Although the R3983C mutation in the RYR1 gene is classified as a variant of uncertain significance for MH according to the American College of Medical Genetics and Genomics and the Association for Molecular Pathology (ACMG/AMP), some studies have reported this mutation as pathogenic in RYR1-related disorders,^19,20 including stress-induced malignant hyperthermia. ²⁰ Furthermore, approximately half of the individuals susceptible to MH lack pathogenic variants in the currently identified MH-related genes. ³ Thus, even with negative DNA test results, a predisposition to MH cannot be entirely ruled out. ²¹ Unfortunately, muscle biopsy testing was not conducted, so the MH diagnosis in these cases was based on clinical presentation. Additionally, the variant was identified only in the patient and was absent in her parents and other relatives. While de novo variants may occur, confirmation of biological parentage is necessary to establish this with certainty.
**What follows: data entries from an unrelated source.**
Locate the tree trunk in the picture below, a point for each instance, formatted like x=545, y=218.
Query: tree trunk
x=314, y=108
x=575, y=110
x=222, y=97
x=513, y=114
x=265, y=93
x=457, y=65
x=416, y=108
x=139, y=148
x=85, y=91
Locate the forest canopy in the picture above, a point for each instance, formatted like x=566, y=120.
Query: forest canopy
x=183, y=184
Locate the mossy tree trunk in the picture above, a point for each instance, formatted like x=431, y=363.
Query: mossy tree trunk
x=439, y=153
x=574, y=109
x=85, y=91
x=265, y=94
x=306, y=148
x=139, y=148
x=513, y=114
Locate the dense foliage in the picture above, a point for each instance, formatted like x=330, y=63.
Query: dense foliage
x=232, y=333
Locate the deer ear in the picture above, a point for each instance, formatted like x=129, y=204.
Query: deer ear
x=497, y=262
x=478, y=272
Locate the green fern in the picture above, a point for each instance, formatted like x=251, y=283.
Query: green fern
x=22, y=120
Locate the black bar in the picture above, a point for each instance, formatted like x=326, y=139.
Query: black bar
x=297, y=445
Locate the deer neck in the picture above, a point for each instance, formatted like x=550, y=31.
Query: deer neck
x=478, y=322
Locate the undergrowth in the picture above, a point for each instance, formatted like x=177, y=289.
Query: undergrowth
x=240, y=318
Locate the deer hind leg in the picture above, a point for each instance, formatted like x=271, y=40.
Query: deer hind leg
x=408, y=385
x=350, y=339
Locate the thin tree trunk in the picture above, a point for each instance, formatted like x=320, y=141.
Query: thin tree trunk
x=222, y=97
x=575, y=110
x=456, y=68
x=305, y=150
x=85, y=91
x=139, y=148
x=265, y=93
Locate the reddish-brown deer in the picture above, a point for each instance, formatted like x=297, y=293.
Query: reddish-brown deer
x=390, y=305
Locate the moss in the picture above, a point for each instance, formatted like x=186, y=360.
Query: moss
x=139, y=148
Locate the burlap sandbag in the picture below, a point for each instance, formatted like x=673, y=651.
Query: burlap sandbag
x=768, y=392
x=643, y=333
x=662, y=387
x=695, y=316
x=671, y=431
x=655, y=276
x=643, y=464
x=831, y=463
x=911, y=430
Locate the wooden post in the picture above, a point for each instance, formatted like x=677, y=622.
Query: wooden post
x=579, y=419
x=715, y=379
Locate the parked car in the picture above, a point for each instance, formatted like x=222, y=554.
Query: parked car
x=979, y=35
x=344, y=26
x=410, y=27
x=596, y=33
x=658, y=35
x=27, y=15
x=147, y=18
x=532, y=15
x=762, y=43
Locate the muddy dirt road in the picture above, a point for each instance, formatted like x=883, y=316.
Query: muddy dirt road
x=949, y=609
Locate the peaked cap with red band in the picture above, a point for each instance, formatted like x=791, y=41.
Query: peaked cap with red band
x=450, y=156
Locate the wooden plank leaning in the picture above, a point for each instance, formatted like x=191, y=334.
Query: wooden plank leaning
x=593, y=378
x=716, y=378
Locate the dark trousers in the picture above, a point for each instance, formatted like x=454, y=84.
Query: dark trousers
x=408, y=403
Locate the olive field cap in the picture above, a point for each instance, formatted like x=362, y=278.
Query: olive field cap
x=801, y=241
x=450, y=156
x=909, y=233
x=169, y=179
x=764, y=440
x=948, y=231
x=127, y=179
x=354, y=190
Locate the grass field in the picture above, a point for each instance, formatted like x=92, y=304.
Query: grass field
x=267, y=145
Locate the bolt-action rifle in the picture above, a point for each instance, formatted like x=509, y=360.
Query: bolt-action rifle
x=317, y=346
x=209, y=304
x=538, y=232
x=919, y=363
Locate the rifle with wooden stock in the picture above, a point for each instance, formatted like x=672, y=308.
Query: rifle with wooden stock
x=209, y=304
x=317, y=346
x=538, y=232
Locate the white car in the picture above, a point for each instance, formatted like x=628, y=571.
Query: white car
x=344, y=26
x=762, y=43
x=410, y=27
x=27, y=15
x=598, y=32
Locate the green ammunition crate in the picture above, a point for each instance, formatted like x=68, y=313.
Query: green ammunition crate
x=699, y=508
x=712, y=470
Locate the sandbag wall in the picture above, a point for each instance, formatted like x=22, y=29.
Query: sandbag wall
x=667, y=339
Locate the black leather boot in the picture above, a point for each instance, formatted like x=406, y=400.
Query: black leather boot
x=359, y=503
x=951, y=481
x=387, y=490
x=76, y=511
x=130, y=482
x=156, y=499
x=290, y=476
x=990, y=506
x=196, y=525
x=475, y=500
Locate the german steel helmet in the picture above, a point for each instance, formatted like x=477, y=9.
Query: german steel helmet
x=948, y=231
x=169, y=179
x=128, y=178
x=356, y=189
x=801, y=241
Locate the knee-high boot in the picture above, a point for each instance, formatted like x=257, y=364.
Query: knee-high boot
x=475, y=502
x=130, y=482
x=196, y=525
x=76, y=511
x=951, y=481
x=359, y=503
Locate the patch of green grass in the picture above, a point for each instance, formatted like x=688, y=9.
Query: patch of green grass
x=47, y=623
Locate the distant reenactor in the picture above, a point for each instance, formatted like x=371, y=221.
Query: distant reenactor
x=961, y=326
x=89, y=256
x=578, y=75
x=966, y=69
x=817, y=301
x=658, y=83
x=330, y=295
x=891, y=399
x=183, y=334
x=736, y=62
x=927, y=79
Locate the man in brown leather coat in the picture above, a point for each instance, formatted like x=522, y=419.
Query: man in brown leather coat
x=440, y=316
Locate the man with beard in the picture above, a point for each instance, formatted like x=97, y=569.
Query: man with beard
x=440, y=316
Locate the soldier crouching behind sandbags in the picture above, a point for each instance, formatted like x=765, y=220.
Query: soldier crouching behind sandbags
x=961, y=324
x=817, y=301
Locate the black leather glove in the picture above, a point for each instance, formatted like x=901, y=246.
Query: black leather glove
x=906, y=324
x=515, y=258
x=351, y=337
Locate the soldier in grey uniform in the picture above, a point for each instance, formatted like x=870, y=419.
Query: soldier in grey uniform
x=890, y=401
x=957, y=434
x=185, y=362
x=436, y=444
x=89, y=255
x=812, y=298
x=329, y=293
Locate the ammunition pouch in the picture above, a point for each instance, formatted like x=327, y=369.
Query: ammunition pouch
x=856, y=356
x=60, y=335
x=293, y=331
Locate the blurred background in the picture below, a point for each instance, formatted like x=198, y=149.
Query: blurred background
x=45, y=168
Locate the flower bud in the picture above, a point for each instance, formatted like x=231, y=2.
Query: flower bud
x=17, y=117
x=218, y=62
The differential diagnosis should also consider conditions such as thyrotoxicosis, pheochromocytoma, neuroleptic malignant syndrome, and serotonin syndrome. Thyroid storm was excluded due to normal preoperative thyroid function tests. Pheochromocytoma crisis shares symptoms with MH, such as hypertension and tachycardia, but does not involve muscle rigidity. Neuroleptic malignant syndrome, associated with dopamine antagonists, ²² typically responds to non-depolarizing muscle relaxants; however, in this case, rigidity persisted despite rocuronium use, and no antipsychotics were prescribed. Serotonin syndrome, triggered by drugs like selective serotonin reuptake inhibitors or monoamine oxidase inhibitors, ²³ was also ruled out due to an absence of relevant medication history. While diagnosing these severe MH episodes can be challenging, dantrolene may temporarily alleviate critical symptoms caused by other conditions, ²¹ providing time for an accurate diagnosis.

In Vietnam, there are currently no available data on the incidence or mortality rates of MH. While genetic testing for MH susceptibility is technically available, in vitro contracture testing is not, limiting the ability to confirm diagnoses. In many developing countries, the true incidence of MH remains unclear due to underreporting, limited awareness, and restricted access to diagnostic resources. Although global estimates suggest an incidence ranging from 1 in 10 000 to 1 in 250 000 anesthetic procedures, ² the actual rate may be higher in low-resource settings. Dantrolene should be stocked in at least one major medical center per region and made accessible to surrounding facilities in emergencies. Establishing national MH registries could further improve timely access to dantrolene and enhance patient outcomes. In Vietnam, access to dantrolene remains limited; however, regulatory revisions are currently underway to allow its official importation and distribution, which is expected to improve availability for suspected MH cases.

Conclusion

Although rare, MH requires prompt recognition, rapid initiation of treatment, and accurate differentiation from other conditions for effective management. Dantrolene should be administered without delay at the earliest suspicion of an acute MH episode, alongside supportive measures to address hyperkalemia, acidosis, and hemodynamic instability.